The ideal of the Virgin Mary can mean a great deal to our young men. It is precisely for this reason that we have unfurled the banner of the Virgin Mary in our youth clubs and congregations. O that our young Catholic men would rally around this banner!
[Katholisches Kirchenblatt, no. 18, 3 May 1931]
The cult of the Virgin Mary is drawn upon very successfully as a means of inculcating chastity. Again we must inquire into the psychological mechanism that is capable of assuring the success of these intentions. It is a problem of the masses of young men and women who are subjected to this influence. It is chiefly a matter of overpowering genital drives. Just as the Jesus cult mobilizes passive homosexual forces against the genitals, the cult of the Virgin Mary also mobilizes sexual forces, this time from the heterosexual sphere itself. ‘Inflict no wrong on a girl and remember that your mother too was once a girl.’ Thus, in the emotional life of Christian youths, the Mother of God assumes the role
of one’s own mother, and the Christian youth showers upon her all the love that he had for his own mother at one time, that very ardent love of his first genital desires. But the incest prohibition cleaves his genital desires into an intense longing for orgasm on the one hand and asexual tenderness on the other hand. The intense longing for orgasm has to be repressed, and its energy intensifies one’s tender strivings and moulds them into an almost indissoluble tie to the mystical experience. This intense longing offers violent resistance, not only to the incestuous desire, but to every natural genital relationship with a woman. The same vital energy and enormous love that a healthy young man puts forth in an orgastic experience with his loved one is used by the mystical man to support the mystical cult of the Virgin Mary, after genital sensuality has been suppressed. This is the source from which mysticism draws its forces. Being unsatisfied forces, they should not be underestimated. They make intelligible the age-old power of mysticism over man and the inhibitions that operate against the responsibility of the masses.

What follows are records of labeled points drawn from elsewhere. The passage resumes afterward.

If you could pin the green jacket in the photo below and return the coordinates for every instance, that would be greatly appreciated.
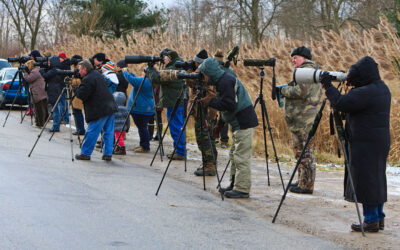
(301, 103)
(169, 90)
(232, 98)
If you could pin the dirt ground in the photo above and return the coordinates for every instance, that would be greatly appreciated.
(324, 214)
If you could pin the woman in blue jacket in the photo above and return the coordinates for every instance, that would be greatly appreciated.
(143, 109)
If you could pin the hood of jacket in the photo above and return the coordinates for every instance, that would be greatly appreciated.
(211, 68)
(364, 72)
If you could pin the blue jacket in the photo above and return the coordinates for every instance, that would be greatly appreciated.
(144, 102)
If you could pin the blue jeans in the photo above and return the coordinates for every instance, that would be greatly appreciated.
(64, 109)
(175, 128)
(373, 213)
(92, 133)
(56, 118)
(79, 121)
(142, 122)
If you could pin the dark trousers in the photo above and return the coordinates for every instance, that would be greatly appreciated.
(40, 112)
(141, 122)
(79, 121)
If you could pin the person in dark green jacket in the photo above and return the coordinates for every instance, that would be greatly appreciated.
(170, 92)
(237, 109)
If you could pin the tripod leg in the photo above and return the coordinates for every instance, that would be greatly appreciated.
(264, 108)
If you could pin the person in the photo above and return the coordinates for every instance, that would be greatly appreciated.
(108, 71)
(77, 105)
(237, 109)
(120, 118)
(99, 108)
(54, 86)
(170, 93)
(122, 82)
(143, 110)
(367, 109)
(301, 107)
(224, 138)
(208, 152)
(65, 64)
(37, 86)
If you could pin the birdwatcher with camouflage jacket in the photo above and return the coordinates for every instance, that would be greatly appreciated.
(301, 107)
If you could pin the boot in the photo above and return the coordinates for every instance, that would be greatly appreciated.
(228, 188)
(209, 170)
(368, 227)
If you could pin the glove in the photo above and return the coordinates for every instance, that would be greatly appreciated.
(326, 80)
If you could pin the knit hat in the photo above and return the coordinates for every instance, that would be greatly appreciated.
(100, 57)
(35, 53)
(122, 64)
(62, 55)
(201, 56)
(302, 51)
(109, 66)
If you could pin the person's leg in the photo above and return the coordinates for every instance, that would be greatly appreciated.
(92, 133)
(108, 135)
(176, 125)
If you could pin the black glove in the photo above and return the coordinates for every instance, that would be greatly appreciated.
(326, 80)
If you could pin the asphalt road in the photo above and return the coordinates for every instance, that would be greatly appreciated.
(49, 202)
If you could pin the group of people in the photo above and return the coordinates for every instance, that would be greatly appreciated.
(101, 92)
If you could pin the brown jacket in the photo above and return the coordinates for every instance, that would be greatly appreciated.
(36, 84)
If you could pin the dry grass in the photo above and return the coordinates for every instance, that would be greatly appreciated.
(333, 52)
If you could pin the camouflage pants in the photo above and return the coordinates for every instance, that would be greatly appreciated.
(306, 170)
(202, 140)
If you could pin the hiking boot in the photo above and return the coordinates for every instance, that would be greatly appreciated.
(176, 157)
(82, 157)
(382, 224)
(236, 194)
(119, 150)
(368, 227)
(299, 190)
(209, 170)
(140, 149)
(106, 157)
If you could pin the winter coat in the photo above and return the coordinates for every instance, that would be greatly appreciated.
(144, 103)
(367, 107)
(54, 82)
(169, 90)
(301, 103)
(37, 84)
(97, 100)
(232, 98)
(122, 114)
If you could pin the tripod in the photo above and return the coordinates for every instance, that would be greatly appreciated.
(150, 64)
(260, 100)
(21, 85)
(204, 124)
(339, 129)
(69, 99)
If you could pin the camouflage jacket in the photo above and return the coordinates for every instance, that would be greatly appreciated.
(301, 103)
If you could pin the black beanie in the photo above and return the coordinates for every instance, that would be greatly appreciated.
(201, 56)
(302, 51)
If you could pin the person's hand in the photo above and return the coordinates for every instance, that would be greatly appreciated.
(326, 80)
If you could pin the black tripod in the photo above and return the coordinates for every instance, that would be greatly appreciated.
(22, 84)
(339, 129)
(69, 99)
(204, 124)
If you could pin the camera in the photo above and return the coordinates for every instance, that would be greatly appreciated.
(259, 62)
(169, 75)
(136, 59)
(73, 73)
(21, 60)
(190, 65)
(306, 75)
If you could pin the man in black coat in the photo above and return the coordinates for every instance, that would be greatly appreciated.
(99, 108)
(367, 107)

In this regard it is not a matter of the veneration of the Virgin Mary or of any other idol. It is a matter of producing a mystical structure in the masses in every new generation. But mysticism is nothing other than unconscious longing for orgasm (cosmic plasmatic sensations). The orgastically potent, healthy man is capable of great veneration of historical figures. But there is no correlation between his appreciation of man’s primordial history and his sexual happiness. He does not have to become mystical, reactionary, or a slave to metaphysics to appreciate historical phenomena. Healthy adolescent sexuality would not necessarily have to stifle veneration for the Jesus legend. The Old and the New Testament can be appreciated as stupendous achievements of the human mind, but this appreciation should not be used to suppress sexuality. My medical experience has taught me that adolescents who are sexually sick have an unhealthy appreciation of the legend of Jesus.